Meu irmão faleceu quarta-feira à noite e eu fui imediatamente comunicado do fato. Na madrugada de quinta-feira, fui acordado por uma ligação de celular. Do outro lado uma voz disse, simplesmente:
– Nilson, aqui é o André. Estou te ligando para comunicar que o meu pai faleceu.
A noticia causou-me espanto. A voz era igualzinha a de André Freitas, filho de Paulo Freitas. E Paulo Freitas é um amigo antigo dos bons tempos do rádio campista.
Ainda comentei a infeliz coincidência de haver perdido um irmão e algumas horas depois saber da morte de Paulo.
Ao acordar, pela manhã, telefonei para Jordão Rocha, na Rádio Absoluta, e pedi que ele informasse o falecimento de meu irmão e lembrasse que ele era pai do jornalista Luiz Costa.

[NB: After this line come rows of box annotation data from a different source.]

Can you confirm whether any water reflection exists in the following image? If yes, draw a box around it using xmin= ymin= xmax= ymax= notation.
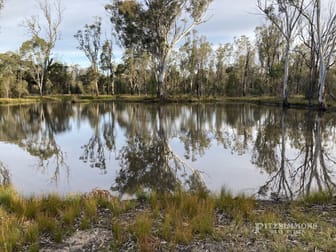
xmin=0 ymin=103 xmax=336 ymax=199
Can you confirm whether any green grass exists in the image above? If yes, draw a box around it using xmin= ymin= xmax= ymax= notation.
xmin=0 ymin=187 xmax=336 ymax=252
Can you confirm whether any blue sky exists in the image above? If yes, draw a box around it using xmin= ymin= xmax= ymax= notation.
xmin=0 ymin=0 xmax=263 ymax=66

Aproveitando o fato, comentei, também, a triste notícia do falecimento de Paulo. Ato contínuo, retornei a ligação para o número de onde havia partido o telefonema na madrugada, para saber de André onde seria o velório e a que horas o sepultamento de Paulo.
Foi quando descobri que o Andre, não era o Freitas e, sim, André, meu sobrinho e filho do irmão falecido.
Percebendo a gafe telefonei para Jordão explicando o fato.
Assumo a incrível “barrigada” que cometi, sem a menor intenção de constranger ninguém.
Peço desculpas à família de Paulo Freitas, com quem já conversei pessoalmente e que me desculpou.
E acredito que o infeliz acontecimento tenha servido para demonstrar que Paulo é muito querido, pois foram centenas de manifestações de pessoas solidárias a ele.
Mas solicito, por favor, que poupem Jordão Rocha. Se há um culpado nesse imbróglio, não é ele, sou eu!
E, concluindo, lamento o oportunismo de um Partido Político que publicou nota no Facebook explorando o fato e crucificando o pobre Jordão.
O assunto para mim está encerrado depois desse “mea culpa”, mesmo porque, já me expliquei com quem devia satisfação. André Freitas, Paulo Freitas e sua família.”

Nilson Maria

Que esses exemplos do cotidiano sejam construtivos para o aperfeiçoamento da relação dos seres humanos com essa incrível ferramenta internet.